O mercado privado de oncologia cresceu 10% ao ano entre 2021 e 2024 e já responde por 15% de tudo o que os planos de saúde pagam em exames, tratamentos etc. Agora, a crise da Oncoclínicas, que tem 20% de market share, abre espaço para a concorrência morder uma fatia maior do setor. 

  • Quem mais pode se beneficiar é a Rede D’Or, que faturou R$ 3,9 bilhões com oncologia em 2025 — um avanço de 22,4% em relação a 2024. A rede Oncologia D’Or já tem 67 unidades pelo país. 
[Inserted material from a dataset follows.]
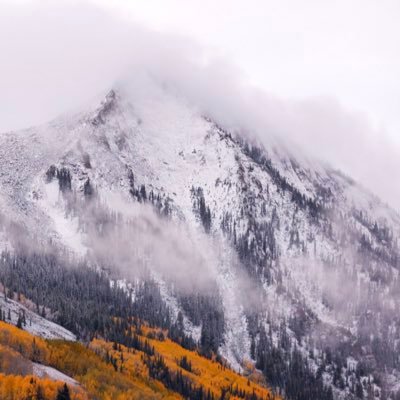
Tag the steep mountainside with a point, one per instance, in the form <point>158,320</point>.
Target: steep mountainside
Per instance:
<point>268,257</point>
  • A Porto negocia comprar as 150 clínicas da Oncoclínicas por US$ 1 bilhão. A ideia é verticalizar: hoje, ela já paga R$ 500 milhões por ano para a rede tratar os segurados da Porto Saúde.


Enquanto isso, a novíssima BradSaúde arma sua ofensiva com a Croma Oncologia, uma rede criada em parceria com Beneficência Portuguesa, Atlântica e Fleury. E a Rede Américas contratou o renomado oncologista Antonio Buzaid para liderar a área.

HOJE VAMOS FALAR SOBRE

⚡ Tanure sai da Light

🚫 Bradesco impede IPO da Compass

🚙 Chinesa GAC montará SUVs no Brasil

💵 Ferrero compra Bold, de barrinhas proteicas

HIGHLIGHTS

⚡ Tanure sai da Light

O InvestNews publicou em primeira mão que Nelson Tanure renunciou ao conselho da Light e vai se desfazer dos últimos papéis que ainda tem em mãos. O empresário não tem liquidez para quitar suas dívidas milionárias — credores já tomaram parte de suas ações no mês passado.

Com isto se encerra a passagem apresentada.